Większość rozbiera auta na boku
Stare auta nie nadające się do naprawy są w większości złomowane i rozbierane na części w szarej strefie. Na terenie powiatu wodzisławskiego istnieje tylko jedna legalna stacja recyklingu pojazdów.
Zezwolenie na prowadzenie stacji recyklingu pojazdów wydaje marszałek województwa. Procedura trwa nawet kilka lat, więc nic dziwngo, że działalność tego typu odbywa się głównie w szarej strefie. Może być jeszcze gorzej, ponieważ do Polski trafi więcej złomu. Od kilku dni nie jest już wymagane badanie techniczne samochodów sprowadzanych z zagranicy.

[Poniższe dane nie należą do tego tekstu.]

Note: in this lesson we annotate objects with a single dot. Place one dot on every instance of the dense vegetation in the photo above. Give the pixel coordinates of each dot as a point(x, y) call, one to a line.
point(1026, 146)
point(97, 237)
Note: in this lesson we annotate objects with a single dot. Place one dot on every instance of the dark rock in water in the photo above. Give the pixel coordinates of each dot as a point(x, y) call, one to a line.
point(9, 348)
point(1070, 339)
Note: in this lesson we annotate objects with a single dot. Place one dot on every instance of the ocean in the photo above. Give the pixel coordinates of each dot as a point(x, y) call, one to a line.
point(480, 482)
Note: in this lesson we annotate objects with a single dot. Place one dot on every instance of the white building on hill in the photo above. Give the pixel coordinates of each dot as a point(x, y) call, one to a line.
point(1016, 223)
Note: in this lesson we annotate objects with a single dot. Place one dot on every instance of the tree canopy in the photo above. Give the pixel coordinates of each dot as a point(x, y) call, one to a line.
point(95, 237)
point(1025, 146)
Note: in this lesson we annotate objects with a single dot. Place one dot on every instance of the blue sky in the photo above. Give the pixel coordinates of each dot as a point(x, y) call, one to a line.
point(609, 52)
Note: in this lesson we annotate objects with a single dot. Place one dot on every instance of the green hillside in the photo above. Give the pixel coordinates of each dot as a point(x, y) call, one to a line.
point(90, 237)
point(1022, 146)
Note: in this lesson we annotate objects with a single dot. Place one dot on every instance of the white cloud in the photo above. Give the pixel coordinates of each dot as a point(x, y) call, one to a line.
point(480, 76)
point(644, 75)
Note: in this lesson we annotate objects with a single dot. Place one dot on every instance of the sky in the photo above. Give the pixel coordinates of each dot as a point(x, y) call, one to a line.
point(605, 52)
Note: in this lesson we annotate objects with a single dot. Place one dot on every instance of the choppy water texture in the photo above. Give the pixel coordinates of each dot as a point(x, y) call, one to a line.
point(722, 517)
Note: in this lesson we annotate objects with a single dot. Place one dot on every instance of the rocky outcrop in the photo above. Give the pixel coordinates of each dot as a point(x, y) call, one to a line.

Pojazd szczególnie niebezpieczny
Kasacja pojazdu przeprowadzona zgodnie z prawem to procedura podlegająca skrupulatnie kontroli Wojewódzkiego Inspektora Ochrony Środowiska. Zakład dysponujący zezwoleniami powinien posiadać m.in. odpowiedniej wielkości parking, boksy do segregacji odpadów oraz odpowiedni warsztat do rozbiórki pojazdów. Powinien on być wyposażony m.in. w neutralizatory kwasów, separatory tłuszczów ropopochodnych i paliw. Nie może dochodzić tutaj do sytuacji wypływania groźnych substancji chemicznych do środowiska. – Pojazd po zdemontowaniu tablic rejestracyjnych i kasacji dowodu rejestracyjnego jest traktowany jako odpad szczególnie niebezpiecznym. Nie powinien być transportowany nawet na lawecie pomocy drogowej – mówi Krzysztof Skrobisz ze stacji demontażu i recyklingu, która znajduje się w Wodzisławiu przy ul. Marklowickiej.
Rozbiórka musi być bezpieczna
Pierwszą czynnością jaka powinna zostać wykonana po odebraniu auta do recyklingu jest wypompowanie bądź spuszczenie z niego wszelkich płynów. Opróżnia się więc zbiornik paliwa, wylewa się wszelkie oleje, płyn z chłodnicy, a także freon z klimatyzacji. Większość punktów złomu nie posiada odpowiednich urządzeń do utylizacji wspomnianych substancji. Środki chemiczne wypływają więc do gleby.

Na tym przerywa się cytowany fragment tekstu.